1.1.2   Bilişsel Yaklaşım
 Bilişsel Yaklaşımcılar ise motivasyon konusunda daha çok bireylerin ihtiyaçları üzerinde durmuşlardır. Bu ihtiyaçların ise verdiğimiz kararları ve davranışları etkilediğini savunmuşlardır. Bilişsel ekolün temsilcilerinden olan Ausubel’ e göre güdülenmeye temel oluşturan altı ihtiyaç vardır ( Brown, 2000: 160 ).  Bunları şu şekilde sıralayabiliriz:
 
  • Bilinmeyeni araştırma
  • Çevreyi değiştirme
  • Fiziksel ve zihinsel etkinlikte bulunma
  • Dış etkenler tarafından uyarılma
  • Bilgi edinme / Bilgiyi işleme
  • Kendini kabul ettirme
 
1.1.3   Yapısalcı Yaklaşım
Yapısalcı Yaklaşım diğer ekollerden farklı olarak, motivasyon konusunda bireylerin kişisel tercihleri kadar sosyal ortama da önem vermişlerdir. Bu yaklaşıma göre her birey faklı şekilde motive olur ve bulunduğu kültürel ve sosyal ortam bu güdülenme sürecinden bağımsız düşünülemez.
 
Görüldüğü gibi tarihsel süreç içersinde farklı ekoller motivasyon konusuna farklı açılardan bakmışlardır; ancak bir yaklaşımın tek başına motivasyon sürecini açıklaması elbette ki mümkün değildir. Örneğin Davranışçı Yaklaşım, güdülenme sürecinde sosyal ve kültürel bağlamı göz ardı etmiştir. Bu nedenle güdülenme sürecini incelerken ve elde edilen bulguları eğitime yansıtırken tüm yaklaşımları göz önünde bulundurup bir sentez oluşturmak daha doğru olacaktır. Bu sentezi yaparken de yukarıda bahsettiğimiz yaklaşımlar doğrultusunda oluşturulmuş ve güdülenme sürecini daha detaylı olarak ele alan güdülenme kuramlarını incelemek faydalı olacaktır.
 
1.2    Güdülenme Kuramları
Davranışçı, Yapısalcı ve Bilişsel Yaklaşımlar doğrultusunda güdülenme sürecini açıklayan pek çok kuram oluşturulmuştur. Bu kuramları şu şekilde sıralayabiliriz:
 
·         İhtiyaçlar Hiyerarşisi Kuramı: Bu kuramın temsilcisi Abraham Maslow’dur. Maslow’a göre insanların davranışa yönelten yedi temel ihtiyaç vardır ve bu temel ihtiyaçlar belli bir hiyerarşi içersindedir. Yani bireyin bir üst basamaktaki ihtiyacı gidermeye yönelebilmesi için öncelikle bir alt basamaktaki ihtiyacı doyurması gerekmektedir[1]. Bu ihtiyaçlar hiyerarşisi şu şekildedir:
 
- Fizyolojik ihtiyaçlar
- Güvenlik
- Sevgi
- Saygınlık
- Estetik ihtiyaçlar
- Kendini gerçekleştirme
·         Çift Faktör Kuramı: Bu kuramın temsilcisi F. Herzberg’dir. Herzberg motivasyon kavramını iki başlıkta incelemiştir. Herzberg’e göre iki tip motivasyon vardır: hijyen faktörler ve motivasyon faktörler. Hijyen faktörler aslında motive etmezler; tatmin sağlanması için varlıkları gereklidir. Motivasyon faktörlerini ise temel ihtiyaçlar oluşturur.
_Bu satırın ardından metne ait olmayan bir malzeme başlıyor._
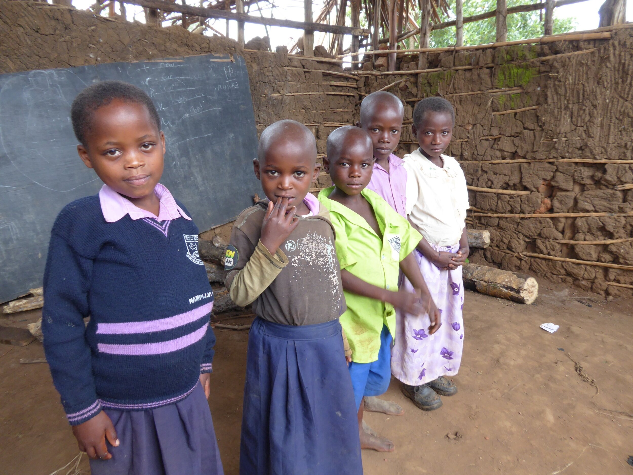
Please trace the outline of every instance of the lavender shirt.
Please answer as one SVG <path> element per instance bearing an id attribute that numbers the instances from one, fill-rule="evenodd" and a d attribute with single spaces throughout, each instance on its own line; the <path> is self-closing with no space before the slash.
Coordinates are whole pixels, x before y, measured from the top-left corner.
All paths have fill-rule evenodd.
<path id="1" fill-rule="evenodd" d="M 129 200 L 123 198 L 108 185 L 104 184 L 99 192 L 99 201 L 101 205 L 103 217 L 109 223 L 116 222 L 127 214 L 130 215 L 130 217 L 133 220 L 154 218 L 162 222 L 167 220 L 177 219 L 182 216 L 189 221 L 191 220 L 191 218 L 185 214 L 185 212 L 176 204 L 176 200 L 164 185 L 160 183 L 156 184 L 154 193 L 160 201 L 158 216 L 134 206 Z"/>
<path id="2" fill-rule="evenodd" d="M 389 173 L 374 163 L 372 180 L 367 188 L 380 195 L 398 214 L 406 218 L 406 170 L 403 166 L 404 162 L 392 153 L 389 155 Z"/>

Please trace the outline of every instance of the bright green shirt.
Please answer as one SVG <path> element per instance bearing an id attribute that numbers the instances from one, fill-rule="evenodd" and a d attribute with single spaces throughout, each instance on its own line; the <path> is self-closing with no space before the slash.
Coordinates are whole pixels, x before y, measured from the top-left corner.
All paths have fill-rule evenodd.
<path id="1" fill-rule="evenodd" d="M 415 249 L 422 236 L 377 193 L 367 188 L 361 192 L 373 208 L 380 238 L 361 216 L 328 196 L 334 186 L 318 195 L 330 212 L 336 233 L 334 245 L 341 269 L 347 269 L 365 282 L 387 290 L 398 290 L 400 261 Z M 352 359 L 371 363 L 378 359 L 380 332 L 386 325 L 395 335 L 396 311 L 391 303 L 345 291 L 348 309 L 341 315 Z"/>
·         Başarma İhtiyacı Kuramı: Bu kuramın temsilcisi D.C. McClelland’dır. Bir insanın en temel ihtiyacı başarı göstermektir ve bu nedenle bireyin göstermiş olduğu performansı  büyük ölçüde bu açıdan değerlendirebiliriz ( Ilgar,2000: 129 ).
·         Sonuçsal Şartlanma Kuramı: Bu kuram büyük ölçüde Davranışçı Yaklaşımdan etkilenmiştir. Bu kurama göre  bireyi güdüleyen faktör, davranış sonucunda ödüllendirilme ya da cezalandırılma durumudur.
·         Bekleyiş Kuramı: Bu kuramın temsilcileri V.Vroom ve Lowler-Porter’dır. Bu kurama göre birey davranış sonucunda alacağı ödüle göre performans düzeyini ayarlar.
·         Eşitlik Kuramı: Bu kuramın temsilcisi  S. Adams’tır. Bu kurama göre birey diğer bireylerle eşit düzeyde olma kaygısıyla kendi performansını ve diğerlerinin performansını karşılaştırır.
·         Amaç Kuramı: Bu kuramın temsilcisi E. Locke’dur. Bu kurama göre bireyin kendisi için belirlediği amaç öncelikle göstermesi gereken performans düzeyini sonrasında da doğal olarak motivasyon düzeyini etkileyecektir.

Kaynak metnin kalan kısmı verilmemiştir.